On Monday, Google and the FIDO Alliance announced that Android has added certified support for the FIDO2 standard, meaning the vast majority of devices running Android 7 or later will now be able to handle password-less logins in mobile browsers like Chrome. Android already offered secure FIDO login options for mobile apps, where you authenticate using a phone’s fingerprint scanner or with a hardware dongle like a YubiKey. But FIDO2 support will make it possible to use these easy authentication steps for web services in a mobile browser, instead of having the tedious task of typing in your password every time you want to log in to an account. Web developers can now design their sites to interact with Android’s FIDO2 management infrastructure.
More about fido authentication…
I commend the effort for being a solution to a real & frustrating problem for many users. However biometrics aren’t really that infallible and I worry that as we increasingly rely on them for security, the probability of hackers dumping biometric data in black market sales will also increase. Once biometric data gets leaked, unlike passwords they cannot be trivially regenerated, the loss of bio-metric data is permanent.
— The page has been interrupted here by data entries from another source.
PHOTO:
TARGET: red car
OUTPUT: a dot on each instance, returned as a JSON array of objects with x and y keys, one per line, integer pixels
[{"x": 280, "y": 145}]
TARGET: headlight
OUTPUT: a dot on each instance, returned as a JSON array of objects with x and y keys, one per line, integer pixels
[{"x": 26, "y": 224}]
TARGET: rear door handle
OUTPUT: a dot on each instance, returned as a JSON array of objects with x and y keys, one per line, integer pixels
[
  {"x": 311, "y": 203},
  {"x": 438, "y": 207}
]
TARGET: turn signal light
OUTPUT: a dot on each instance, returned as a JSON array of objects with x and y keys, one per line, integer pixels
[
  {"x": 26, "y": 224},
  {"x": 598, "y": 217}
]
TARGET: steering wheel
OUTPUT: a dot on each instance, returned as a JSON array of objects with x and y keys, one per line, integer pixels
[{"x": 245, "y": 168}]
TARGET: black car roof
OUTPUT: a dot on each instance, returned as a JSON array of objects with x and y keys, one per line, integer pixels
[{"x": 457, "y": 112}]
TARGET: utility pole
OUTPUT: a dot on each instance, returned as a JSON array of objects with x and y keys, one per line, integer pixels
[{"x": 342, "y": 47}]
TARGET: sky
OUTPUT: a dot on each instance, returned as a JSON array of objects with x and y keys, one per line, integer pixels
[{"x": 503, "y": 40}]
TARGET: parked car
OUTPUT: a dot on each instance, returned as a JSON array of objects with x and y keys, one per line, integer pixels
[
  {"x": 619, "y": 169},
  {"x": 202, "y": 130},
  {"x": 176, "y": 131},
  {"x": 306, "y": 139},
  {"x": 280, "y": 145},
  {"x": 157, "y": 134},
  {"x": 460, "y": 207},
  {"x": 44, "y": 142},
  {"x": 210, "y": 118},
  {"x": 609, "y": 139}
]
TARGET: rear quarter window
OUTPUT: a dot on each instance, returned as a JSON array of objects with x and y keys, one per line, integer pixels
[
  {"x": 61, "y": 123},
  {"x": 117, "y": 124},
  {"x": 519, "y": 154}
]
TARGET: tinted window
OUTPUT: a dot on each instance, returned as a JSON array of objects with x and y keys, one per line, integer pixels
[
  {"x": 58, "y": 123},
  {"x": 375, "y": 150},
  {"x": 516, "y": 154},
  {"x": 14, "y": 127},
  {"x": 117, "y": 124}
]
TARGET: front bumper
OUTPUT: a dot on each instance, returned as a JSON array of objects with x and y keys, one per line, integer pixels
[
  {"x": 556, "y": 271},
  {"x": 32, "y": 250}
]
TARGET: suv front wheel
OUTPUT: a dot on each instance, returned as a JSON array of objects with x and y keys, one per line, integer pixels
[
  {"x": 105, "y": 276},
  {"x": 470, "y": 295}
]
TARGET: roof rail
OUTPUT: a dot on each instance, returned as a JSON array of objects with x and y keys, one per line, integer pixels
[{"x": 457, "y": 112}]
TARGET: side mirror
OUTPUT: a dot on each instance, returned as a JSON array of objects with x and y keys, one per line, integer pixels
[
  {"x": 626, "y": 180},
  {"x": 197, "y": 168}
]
Sometimes “fingerprint hashes” are considered as a way to mitigate biometric data leaks, however one’s actual fingerprints aren’t terribly secure to begin with. If a phone is stolen, the fingerprint to unlock it (and FIDO authentication) could easily be on the phone itself. Also the assumption that one way hashes are unbreakable doesn’t really hold given a finite search space that can be brute forced. Just as simple passwords can be reversed using moderate resources, so too can fingerprints. It wouldn’t surprise me at all for someone in the future to generate fingerprint “rainbow tables” similar to those used to quickly crack passwords. At least in terms of the Fido protocol, your fingerprint data remains on your phone and doesn’t go to the service. This means that a compromised service provider won’t be able to leak your biometrics, hashed or not. So they got that right!
I oppose bank account security becoming overly reliant on biometrics, but it’s probably good enough for things like trivial website logins. Concerns about biometrics aside, fido authentication offers the potential to bring a new level of simplicity for identifying oneself to 3rd parties across the internet, so it seems like a good thing overall (*).
* The law of unintended consequences may mean that as a result of this simplicity, future websites may expect & require users to register & identify themselves to enter a website. Given that it’s just a swipe of the finger, many users would comply. In the event that such a trend becomes the norm, I hereby coin the term identity-wall akin to the pay-walls of today.